SUNRISE TO SUNRISE

SUNRISE TO SUNRISE

BY BILL MANNING

On a warm July night in Indiana, three elderly sisters drove to Lake Monroe, a popular spot for recreation. After their respite, the women prepared to leave. The driver, unfamiliar with the roads in the area, drove straight down a boat ramp into the lake.

Firefighter Rick Van Sant, Jr., of the Indianapolis Fire Department was shoreside when he saw the van plunge into the water. Immediately he swam toward it. By the time he reached it, the van had floated about 120 feet from shore and was nosing into the lake.

He instructed the women to open the doors. The electronic mechanism would not operate–they were locked in. Van Sant began pounding the windows with his fists, to no avail.

By this time, another man had swum out to the sinking vehicle. Van Sant directed him to swim back to shore and get a rock.

Van Sant stayed with the women and kept them calm. He instructed them to move to the back seat. He told them the water was only a few feet deep and he would get them out. But he was treading water. The lake was really 20 feet deep at that point.

The other man grabbed a rock but could not make the swim back with it. Van Sant swam to shore, grabbed the rock, and swam back out to the van, followed by the other rescuer.

By the time Van Sant reached his target, only the rear three feet of the van showed above the water. The women stood in the back seat, soon to be entombed in the quickly sinking vehicle.

It took Van Sant, a large, strong man, three hits with the rock before the side window gave way.

“Rick was determined,” the second rescuer said later to the media. “He kept saying, `We`re not going to lose these people.`”

Van Sant pulled out the first, then the second woman. Suddenly, the van submerged completely, flushing out the third victim. None of the women could swim. Van Sant brought one woman to shore while the other rescuer stayed with the remaining victims to help keep them afloat. Van Sant returned to the site–his fifth trip–and the two rescuers brought the sisters safely to shore.

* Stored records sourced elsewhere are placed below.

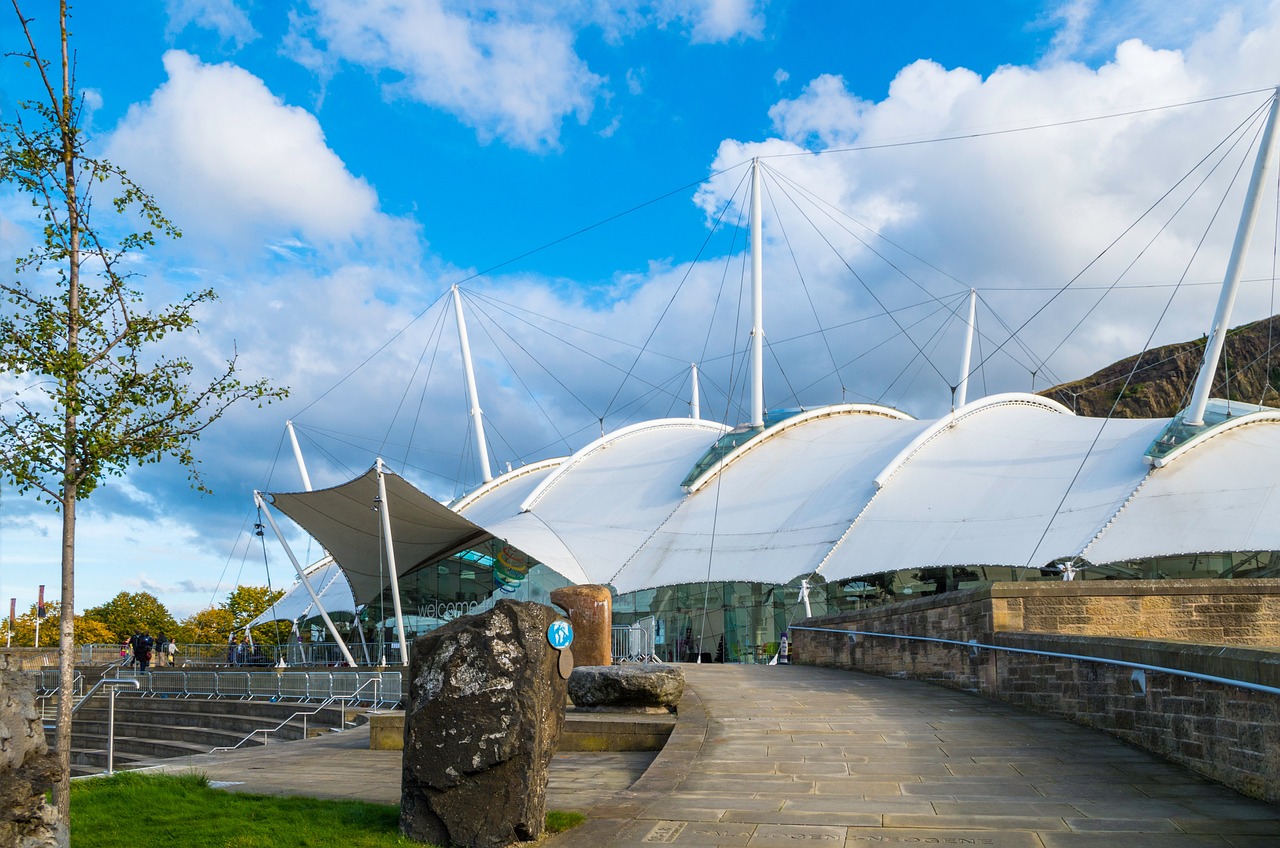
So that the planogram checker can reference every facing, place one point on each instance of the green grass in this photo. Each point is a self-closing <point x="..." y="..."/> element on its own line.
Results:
<point x="129" y="810"/>
<point x="560" y="821"/>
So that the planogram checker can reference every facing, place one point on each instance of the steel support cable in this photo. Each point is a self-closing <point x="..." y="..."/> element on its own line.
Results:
<point x="266" y="566"/>
<point x="434" y="334"/>
<point x="828" y="208"/>
<point x="421" y="399"/>
<point x="332" y="434"/>
<point x="512" y="260"/>
<point x="933" y="341"/>
<point x="585" y="351"/>
<point x="804" y="286"/>
<point x="720" y="293"/>
<point x="1151" y="241"/>
<point x="868" y="288"/>
<point x="227" y="562"/>
<point x="1115" y="241"/>
<point x="689" y="270"/>
<point x="917" y="142"/>
<point x="887" y="340"/>
<point x="1009" y="334"/>
<point x="912" y="361"/>
<point x="371" y="355"/>
<point x="515" y="372"/>
<point x="1133" y="370"/>
<point x="515" y="311"/>
<point x="1271" y="306"/>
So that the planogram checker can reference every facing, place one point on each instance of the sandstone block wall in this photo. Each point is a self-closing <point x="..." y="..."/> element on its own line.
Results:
<point x="27" y="767"/>
<point x="1224" y="732"/>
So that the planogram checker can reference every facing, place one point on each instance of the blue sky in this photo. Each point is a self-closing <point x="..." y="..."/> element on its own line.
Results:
<point x="337" y="165"/>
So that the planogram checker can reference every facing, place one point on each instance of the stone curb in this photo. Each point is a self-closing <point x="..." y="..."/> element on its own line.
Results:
<point x="607" y="820"/>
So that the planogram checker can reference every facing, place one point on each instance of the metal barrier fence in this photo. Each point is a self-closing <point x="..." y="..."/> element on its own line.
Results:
<point x="307" y="653"/>
<point x="376" y="688"/>
<point x="635" y="642"/>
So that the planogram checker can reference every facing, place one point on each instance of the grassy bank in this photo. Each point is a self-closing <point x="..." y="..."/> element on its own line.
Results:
<point x="129" y="810"/>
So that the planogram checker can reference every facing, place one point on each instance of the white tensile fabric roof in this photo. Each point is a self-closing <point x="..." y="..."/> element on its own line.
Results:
<point x="842" y="491"/>
<point x="344" y="521"/>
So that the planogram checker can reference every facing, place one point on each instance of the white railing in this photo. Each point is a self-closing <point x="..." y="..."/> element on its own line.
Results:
<point x="376" y="688"/>
<point x="635" y="642"/>
<point x="371" y="683"/>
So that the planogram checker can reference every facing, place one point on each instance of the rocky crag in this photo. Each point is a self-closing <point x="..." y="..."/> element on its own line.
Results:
<point x="1162" y="384"/>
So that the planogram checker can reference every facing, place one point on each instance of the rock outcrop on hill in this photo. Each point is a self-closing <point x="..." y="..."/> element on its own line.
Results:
<point x="1162" y="384"/>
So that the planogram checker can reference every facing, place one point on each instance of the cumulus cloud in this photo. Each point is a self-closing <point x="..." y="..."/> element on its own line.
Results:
<point x="510" y="71"/>
<point x="222" y="150"/>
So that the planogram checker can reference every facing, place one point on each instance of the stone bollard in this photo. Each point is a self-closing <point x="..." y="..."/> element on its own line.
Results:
<point x="590" y="611"/>
<point x="484" y="711"/>
<point x="28" y="769"/>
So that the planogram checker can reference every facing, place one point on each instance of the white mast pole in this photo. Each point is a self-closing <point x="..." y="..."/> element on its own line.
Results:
<point x="695" y="407"/>
<point x="476" y="418"/>
<point x="384" y="511"/>
<point x="963" y="390"/>
<point x="297" y="456"/>
<point x="306" y="583"/>
<point x="1232" y="283"/>
<point x="757" y="302"/>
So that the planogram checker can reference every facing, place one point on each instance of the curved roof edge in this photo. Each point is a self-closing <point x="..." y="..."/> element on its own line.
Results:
<point x="604" y="441"/>
<point x="950" y="419"/>
<point x="1252" y="418"/>
<point x="502" y="479"/>
<point x="759" y="438"/>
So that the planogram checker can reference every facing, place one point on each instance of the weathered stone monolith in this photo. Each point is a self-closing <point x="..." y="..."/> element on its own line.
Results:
<point x="28" y="769"/>
<point x="484" y="711"/>
<point x="590" y="611"/>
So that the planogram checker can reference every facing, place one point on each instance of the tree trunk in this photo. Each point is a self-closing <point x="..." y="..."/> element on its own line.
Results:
<point x="67" y="662"/>
<point x="71" y="460"/>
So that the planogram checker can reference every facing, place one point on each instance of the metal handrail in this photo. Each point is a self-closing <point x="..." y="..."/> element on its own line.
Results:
<point x="973" y="644"/>
<point x="114" y="683"/>
<point x="304" y="714"/>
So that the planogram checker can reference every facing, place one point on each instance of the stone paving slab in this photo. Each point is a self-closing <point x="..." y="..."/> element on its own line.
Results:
<point x="924" y="765"/>
<point x="803" y="756"/>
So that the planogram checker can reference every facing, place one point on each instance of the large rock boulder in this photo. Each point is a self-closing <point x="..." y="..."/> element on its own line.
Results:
<point x="641" y="687"/>
<point x="484" y="711"/>
<point x="27" y="767"/>
<point x="590" y="611"/>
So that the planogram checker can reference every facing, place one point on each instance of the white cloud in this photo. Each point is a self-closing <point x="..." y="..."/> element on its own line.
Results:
<point x="224" y="153"/>
<point x="223" y="17"/>
<point x="508" y="69"/>
<point x="508" y="76"/>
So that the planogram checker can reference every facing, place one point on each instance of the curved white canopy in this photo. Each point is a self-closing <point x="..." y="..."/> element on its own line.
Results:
<point x="840" y="492"/>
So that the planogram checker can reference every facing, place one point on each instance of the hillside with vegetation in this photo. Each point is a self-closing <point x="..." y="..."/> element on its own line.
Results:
<point x="1161" y="386"/>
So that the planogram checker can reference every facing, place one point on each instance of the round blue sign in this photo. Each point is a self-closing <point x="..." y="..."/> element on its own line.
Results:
<point x="560" y="634"/>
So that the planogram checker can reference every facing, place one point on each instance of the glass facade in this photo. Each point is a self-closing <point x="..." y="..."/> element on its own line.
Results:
<point x="726" y="621"/>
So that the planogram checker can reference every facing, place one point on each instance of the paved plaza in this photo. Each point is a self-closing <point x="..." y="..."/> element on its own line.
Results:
<point x="803" y="756"/>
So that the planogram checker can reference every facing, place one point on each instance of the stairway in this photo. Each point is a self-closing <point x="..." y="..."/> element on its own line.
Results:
<point x="149" y="728"/>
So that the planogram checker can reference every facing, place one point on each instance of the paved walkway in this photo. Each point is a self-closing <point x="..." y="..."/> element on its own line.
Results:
<point x="792" y="755"/>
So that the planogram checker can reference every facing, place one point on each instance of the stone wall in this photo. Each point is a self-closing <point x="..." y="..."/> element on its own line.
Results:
<point x="27" y="767"/>
<point x="1225" y="732"/>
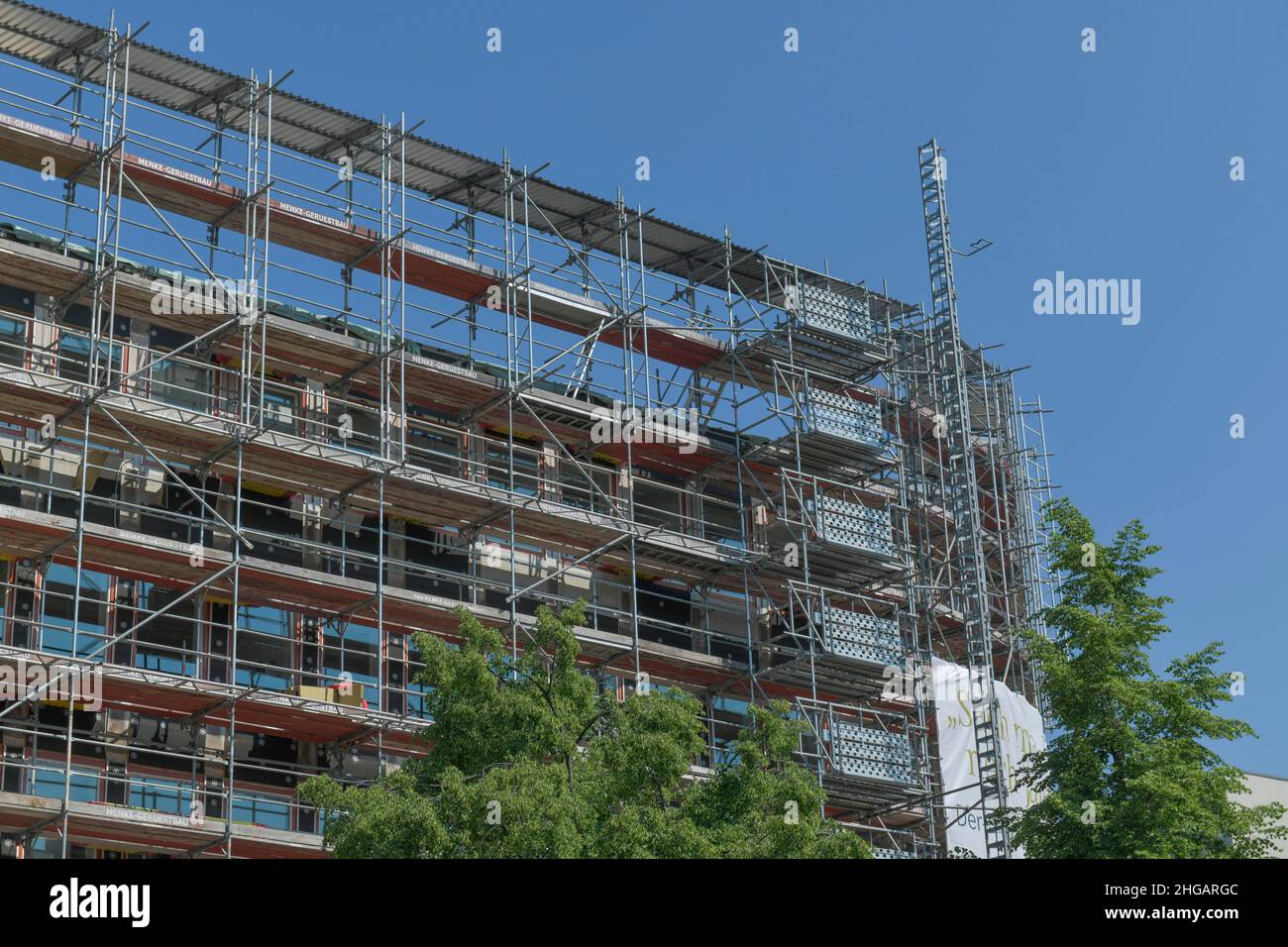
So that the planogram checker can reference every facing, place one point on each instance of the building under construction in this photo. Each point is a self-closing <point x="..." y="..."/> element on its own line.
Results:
<point x="281" y="385"/>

Three people were spared death in Indiana that night due to the tenacious efforts of Firefighter Rick Van Sant and a conscientious civilian.

After the incident, in the glare of media spotlights, Van Sant was low-key, modest to the point of being self-effacing. The local newspapers, attracted to the loudest sounds, played more to the second rescuer`s side of the story than to Van Sant`s extraordinary physical and mental efforts. “That`s okay,” Van Sant confided to another firefighter. “I do this for a living.”

Indeed. Which goes straight to the core of what it means to be a firefighter.

By your experience and training, you are firefighters. By your will, you are firefighters. Most important, by your hearts and minds, you are firefighters.

They say it`s unfair to define a person by what he does for a living or an occupation. That might be true for garbage collectors or editors or model car builders. But by calling someone “firefighter,” we characterize in the purest sense what that person is inside; the “doing” of the job comes by extension.

That`s an essential distinction. One might argue that, with respect to the Rick Van Sants of this world, firefighting may or may not be “in the blood,” but it is incontrovertible, to my way of thinking, that firefighting is in the heart and soul.

You are heroes–down into your souls, down to your shoes. Rick proved it this time with physical endurance, mental toughness, and a rock. What tools will you have at your next call to courage? Whatever`s available, of course.

What`s constant is what`s in your heart and soul–courage, tenacity, love of life, and the urgent will to preserve that life. It`s the stuff by which we can say with assurance: Once a firefighter, always a lifesaver.

The job never ends. You are a firefighter from sunrise to sunrise. What a gift.

Congratulations to Rick Van Sant and to you, firefighter.